これは、前回の記事で触れた、古い時代の小さな教会の後陣部分のようです。この奥まった部分の向こう側が、かまくらみたいな、漆喰塗の不思議な構造物になっているようですね。
多分、これ。

見学しているときは、とにかく見残しがあってはならんと、緊張して、あちこちに目を配って闇雲に歩いていて、全体の状況とか位置関係や、あるものの時代だったり詳細が分からないですからねぇ。順不同だし、アワアワしているのが明らかだし、この、内側からと外側からという構造も、現場では全く気付いてなかったと思います。
これは、出口にも近い小さな独立したスペースの壁に掲げられていて、印象的で、よく覚えています。

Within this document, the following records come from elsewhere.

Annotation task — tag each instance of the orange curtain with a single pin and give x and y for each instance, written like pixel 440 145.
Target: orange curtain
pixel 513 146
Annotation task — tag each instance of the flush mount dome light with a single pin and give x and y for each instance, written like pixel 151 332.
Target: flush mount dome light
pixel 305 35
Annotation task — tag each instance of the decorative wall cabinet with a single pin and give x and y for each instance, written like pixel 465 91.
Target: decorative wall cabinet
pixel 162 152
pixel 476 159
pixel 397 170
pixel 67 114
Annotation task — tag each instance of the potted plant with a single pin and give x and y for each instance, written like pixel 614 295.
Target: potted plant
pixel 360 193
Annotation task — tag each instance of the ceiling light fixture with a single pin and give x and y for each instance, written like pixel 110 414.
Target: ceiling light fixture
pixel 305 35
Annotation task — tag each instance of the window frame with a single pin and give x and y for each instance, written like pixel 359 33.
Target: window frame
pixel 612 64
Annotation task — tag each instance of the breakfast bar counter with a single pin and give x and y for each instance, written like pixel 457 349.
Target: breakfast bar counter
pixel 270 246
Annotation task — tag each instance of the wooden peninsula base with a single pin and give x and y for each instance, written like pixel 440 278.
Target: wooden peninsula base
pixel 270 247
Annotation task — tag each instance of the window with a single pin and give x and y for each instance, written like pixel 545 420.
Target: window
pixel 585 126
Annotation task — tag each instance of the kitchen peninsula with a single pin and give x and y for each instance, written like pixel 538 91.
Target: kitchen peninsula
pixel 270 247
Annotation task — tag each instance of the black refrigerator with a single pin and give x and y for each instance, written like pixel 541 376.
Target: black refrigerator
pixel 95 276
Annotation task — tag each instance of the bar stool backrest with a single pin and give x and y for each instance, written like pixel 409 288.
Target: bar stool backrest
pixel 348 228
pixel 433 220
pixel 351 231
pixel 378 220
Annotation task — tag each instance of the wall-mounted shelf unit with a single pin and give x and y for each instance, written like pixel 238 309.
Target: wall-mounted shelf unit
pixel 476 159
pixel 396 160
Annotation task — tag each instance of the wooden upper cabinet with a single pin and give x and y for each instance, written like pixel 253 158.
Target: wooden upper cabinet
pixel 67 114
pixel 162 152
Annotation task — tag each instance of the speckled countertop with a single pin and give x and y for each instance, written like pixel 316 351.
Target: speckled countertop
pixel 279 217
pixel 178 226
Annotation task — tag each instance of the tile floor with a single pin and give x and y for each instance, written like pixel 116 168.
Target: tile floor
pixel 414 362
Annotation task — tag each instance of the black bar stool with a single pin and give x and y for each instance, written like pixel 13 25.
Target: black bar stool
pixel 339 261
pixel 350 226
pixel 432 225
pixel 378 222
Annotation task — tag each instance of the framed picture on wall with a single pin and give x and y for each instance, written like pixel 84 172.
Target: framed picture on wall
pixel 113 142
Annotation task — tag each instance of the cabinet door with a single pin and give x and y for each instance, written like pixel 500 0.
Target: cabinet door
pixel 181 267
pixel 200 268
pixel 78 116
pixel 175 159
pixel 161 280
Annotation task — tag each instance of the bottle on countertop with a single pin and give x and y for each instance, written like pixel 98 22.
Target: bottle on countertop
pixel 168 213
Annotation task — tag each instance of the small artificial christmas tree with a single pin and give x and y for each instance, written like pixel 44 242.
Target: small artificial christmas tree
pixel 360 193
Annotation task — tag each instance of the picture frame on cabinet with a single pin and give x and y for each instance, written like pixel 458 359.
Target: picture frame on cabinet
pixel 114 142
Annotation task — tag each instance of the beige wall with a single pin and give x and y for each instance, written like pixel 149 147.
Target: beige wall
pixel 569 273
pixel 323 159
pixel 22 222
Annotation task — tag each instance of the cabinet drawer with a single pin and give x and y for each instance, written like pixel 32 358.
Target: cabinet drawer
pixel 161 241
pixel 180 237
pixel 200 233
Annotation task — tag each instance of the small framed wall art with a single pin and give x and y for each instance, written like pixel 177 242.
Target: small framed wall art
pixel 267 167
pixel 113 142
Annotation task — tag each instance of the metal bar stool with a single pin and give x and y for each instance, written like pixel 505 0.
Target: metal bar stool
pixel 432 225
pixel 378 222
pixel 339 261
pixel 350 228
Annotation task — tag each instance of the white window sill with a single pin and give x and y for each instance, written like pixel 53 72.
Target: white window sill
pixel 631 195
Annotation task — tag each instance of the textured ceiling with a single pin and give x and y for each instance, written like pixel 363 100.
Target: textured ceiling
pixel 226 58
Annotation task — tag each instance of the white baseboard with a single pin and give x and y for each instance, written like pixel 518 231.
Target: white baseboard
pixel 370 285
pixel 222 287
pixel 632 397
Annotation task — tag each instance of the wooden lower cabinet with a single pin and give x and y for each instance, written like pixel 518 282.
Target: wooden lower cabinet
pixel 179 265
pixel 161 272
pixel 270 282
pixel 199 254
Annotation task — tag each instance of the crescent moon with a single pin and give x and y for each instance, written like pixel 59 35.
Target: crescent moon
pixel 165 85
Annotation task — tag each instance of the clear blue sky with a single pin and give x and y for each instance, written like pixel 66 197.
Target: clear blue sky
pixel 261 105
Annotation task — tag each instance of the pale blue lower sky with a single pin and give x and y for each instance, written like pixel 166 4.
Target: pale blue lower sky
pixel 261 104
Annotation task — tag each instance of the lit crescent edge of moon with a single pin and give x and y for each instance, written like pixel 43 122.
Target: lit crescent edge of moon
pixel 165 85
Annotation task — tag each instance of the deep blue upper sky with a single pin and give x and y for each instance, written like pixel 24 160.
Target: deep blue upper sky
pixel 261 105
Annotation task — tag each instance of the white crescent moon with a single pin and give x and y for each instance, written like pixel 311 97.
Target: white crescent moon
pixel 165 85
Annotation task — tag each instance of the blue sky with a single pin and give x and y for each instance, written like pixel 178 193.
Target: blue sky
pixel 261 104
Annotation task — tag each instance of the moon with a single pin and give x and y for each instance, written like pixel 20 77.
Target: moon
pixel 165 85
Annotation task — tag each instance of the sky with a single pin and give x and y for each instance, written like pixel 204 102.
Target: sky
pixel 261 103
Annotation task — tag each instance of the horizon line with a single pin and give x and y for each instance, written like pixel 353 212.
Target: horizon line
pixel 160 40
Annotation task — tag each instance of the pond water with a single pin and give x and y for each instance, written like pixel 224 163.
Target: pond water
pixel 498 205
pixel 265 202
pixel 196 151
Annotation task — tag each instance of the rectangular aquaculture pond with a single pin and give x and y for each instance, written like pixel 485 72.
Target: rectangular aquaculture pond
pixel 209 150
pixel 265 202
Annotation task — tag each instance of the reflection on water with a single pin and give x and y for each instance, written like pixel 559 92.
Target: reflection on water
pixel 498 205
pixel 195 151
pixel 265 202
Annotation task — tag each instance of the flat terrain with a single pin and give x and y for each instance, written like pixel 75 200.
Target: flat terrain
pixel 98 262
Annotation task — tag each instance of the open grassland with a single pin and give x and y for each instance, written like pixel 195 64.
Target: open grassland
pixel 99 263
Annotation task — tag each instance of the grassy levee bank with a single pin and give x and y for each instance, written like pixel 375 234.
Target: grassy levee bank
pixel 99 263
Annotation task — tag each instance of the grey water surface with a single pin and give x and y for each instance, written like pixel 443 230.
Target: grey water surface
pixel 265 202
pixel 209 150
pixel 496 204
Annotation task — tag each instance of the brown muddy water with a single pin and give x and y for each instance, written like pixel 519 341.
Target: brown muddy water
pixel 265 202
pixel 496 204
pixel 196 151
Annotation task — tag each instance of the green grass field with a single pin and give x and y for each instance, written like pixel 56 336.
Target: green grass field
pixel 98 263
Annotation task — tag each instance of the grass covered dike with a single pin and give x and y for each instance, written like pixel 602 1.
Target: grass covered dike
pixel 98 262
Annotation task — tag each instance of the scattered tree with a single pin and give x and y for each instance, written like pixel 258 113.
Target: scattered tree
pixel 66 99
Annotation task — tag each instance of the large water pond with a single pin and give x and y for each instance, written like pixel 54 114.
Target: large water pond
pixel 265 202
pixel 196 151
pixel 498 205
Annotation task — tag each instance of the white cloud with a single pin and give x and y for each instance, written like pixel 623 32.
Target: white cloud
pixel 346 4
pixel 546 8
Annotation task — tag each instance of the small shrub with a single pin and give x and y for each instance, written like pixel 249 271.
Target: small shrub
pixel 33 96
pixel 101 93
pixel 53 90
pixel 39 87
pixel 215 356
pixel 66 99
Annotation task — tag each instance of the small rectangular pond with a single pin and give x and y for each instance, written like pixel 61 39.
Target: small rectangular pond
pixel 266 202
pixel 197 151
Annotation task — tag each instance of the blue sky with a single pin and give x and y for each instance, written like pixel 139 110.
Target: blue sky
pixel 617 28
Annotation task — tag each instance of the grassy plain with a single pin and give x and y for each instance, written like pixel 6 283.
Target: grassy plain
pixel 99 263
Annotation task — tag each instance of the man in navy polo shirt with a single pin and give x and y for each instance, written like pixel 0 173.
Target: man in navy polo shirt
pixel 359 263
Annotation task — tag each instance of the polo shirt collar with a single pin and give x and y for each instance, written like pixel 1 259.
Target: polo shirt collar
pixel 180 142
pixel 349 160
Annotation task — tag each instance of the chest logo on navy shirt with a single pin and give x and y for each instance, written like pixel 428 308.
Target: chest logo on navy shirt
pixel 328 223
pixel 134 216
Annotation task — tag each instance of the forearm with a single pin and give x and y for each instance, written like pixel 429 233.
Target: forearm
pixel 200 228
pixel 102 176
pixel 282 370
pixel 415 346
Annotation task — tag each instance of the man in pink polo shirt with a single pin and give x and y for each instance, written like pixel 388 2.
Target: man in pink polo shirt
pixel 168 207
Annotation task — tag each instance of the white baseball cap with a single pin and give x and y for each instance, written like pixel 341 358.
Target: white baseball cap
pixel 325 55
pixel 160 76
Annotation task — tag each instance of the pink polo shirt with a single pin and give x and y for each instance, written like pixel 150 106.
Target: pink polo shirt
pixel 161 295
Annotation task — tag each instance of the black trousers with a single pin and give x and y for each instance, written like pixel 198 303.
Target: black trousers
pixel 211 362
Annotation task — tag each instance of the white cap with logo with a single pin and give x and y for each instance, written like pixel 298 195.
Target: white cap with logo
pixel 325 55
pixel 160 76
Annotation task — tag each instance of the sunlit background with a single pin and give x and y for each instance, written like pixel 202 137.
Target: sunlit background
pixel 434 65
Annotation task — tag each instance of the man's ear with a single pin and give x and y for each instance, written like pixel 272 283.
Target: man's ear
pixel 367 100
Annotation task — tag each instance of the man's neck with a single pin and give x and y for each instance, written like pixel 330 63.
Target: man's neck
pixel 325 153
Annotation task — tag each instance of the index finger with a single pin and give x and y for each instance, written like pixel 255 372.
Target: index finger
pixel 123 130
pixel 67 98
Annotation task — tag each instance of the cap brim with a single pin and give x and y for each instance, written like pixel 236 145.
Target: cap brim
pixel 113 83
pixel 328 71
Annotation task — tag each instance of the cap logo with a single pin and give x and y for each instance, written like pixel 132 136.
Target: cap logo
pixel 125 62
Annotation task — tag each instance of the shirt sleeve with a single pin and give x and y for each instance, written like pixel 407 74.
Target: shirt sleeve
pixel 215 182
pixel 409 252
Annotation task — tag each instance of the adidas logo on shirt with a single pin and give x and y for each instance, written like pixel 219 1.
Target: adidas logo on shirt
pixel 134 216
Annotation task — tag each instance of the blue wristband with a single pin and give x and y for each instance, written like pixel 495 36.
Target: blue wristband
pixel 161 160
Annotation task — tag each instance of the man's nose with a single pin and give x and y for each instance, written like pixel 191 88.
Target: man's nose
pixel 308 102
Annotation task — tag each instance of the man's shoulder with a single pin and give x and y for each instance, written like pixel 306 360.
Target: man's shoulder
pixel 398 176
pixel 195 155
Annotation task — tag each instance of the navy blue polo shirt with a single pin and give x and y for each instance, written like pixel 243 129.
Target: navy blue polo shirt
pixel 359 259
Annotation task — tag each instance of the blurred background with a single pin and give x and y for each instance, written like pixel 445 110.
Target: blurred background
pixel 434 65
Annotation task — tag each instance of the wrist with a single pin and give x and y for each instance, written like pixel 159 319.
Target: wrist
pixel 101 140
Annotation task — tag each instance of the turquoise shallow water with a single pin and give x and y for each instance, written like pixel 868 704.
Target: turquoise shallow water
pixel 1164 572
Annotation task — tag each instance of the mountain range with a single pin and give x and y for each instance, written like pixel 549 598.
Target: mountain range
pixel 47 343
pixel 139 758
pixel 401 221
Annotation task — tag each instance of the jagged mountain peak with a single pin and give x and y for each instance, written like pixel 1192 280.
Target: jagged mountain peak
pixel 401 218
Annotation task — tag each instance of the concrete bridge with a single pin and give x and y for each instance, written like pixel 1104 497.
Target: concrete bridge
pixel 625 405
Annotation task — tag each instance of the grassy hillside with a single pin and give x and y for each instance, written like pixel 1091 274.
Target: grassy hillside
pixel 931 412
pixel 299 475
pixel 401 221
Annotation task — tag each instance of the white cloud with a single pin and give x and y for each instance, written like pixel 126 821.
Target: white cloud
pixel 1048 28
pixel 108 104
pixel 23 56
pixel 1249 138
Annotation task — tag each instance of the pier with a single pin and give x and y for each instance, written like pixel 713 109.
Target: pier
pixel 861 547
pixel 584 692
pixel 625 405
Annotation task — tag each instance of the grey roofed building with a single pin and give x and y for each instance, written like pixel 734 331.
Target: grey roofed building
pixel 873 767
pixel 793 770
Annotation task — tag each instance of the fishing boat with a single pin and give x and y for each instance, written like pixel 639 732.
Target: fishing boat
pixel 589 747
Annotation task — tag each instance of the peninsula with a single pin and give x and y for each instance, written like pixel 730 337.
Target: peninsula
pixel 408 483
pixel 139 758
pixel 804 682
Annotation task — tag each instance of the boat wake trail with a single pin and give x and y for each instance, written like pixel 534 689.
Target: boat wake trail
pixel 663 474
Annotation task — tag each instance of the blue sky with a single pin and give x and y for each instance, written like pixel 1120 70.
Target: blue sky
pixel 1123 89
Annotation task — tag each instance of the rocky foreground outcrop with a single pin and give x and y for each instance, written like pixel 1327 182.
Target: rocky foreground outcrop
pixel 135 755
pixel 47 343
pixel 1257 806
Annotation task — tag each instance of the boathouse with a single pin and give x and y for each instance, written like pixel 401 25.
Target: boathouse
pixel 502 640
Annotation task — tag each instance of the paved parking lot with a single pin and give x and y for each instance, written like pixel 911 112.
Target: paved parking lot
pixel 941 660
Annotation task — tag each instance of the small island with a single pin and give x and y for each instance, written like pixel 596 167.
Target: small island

説明を読むんだけど、どうも内容はよく分からなくて、でも一所懸命読もうとしたからかな、記憶に強いです。
幸い、解説があり、そういうことなんだ、と今更納得できました。
「聖デメトリアスを真ん中にして表された三人のポートレートのモザイクは、この教会の損失と再建に関連していると信じられている。これら三つのフィギュアの下には、モザイクで碑文が記され、教会の損失と再建について書かれている。
1917年の火災の後、その碑文は、壁から外され、今は、考古学コレクションの一つとしてクリプタに展示されている。碑文に示されたLeoは、地域の有力者に間違いなく、教会の再建に尽力したのであろう。」

元々は、本堂の身廊を区切るアーチ壁の上の方に置かれていたモザイク装飾だったとおもいます。
ということで、写真も合わせて、近年まれにみる地味な記事となってしまいましたが、これでクリプタ見学終了です。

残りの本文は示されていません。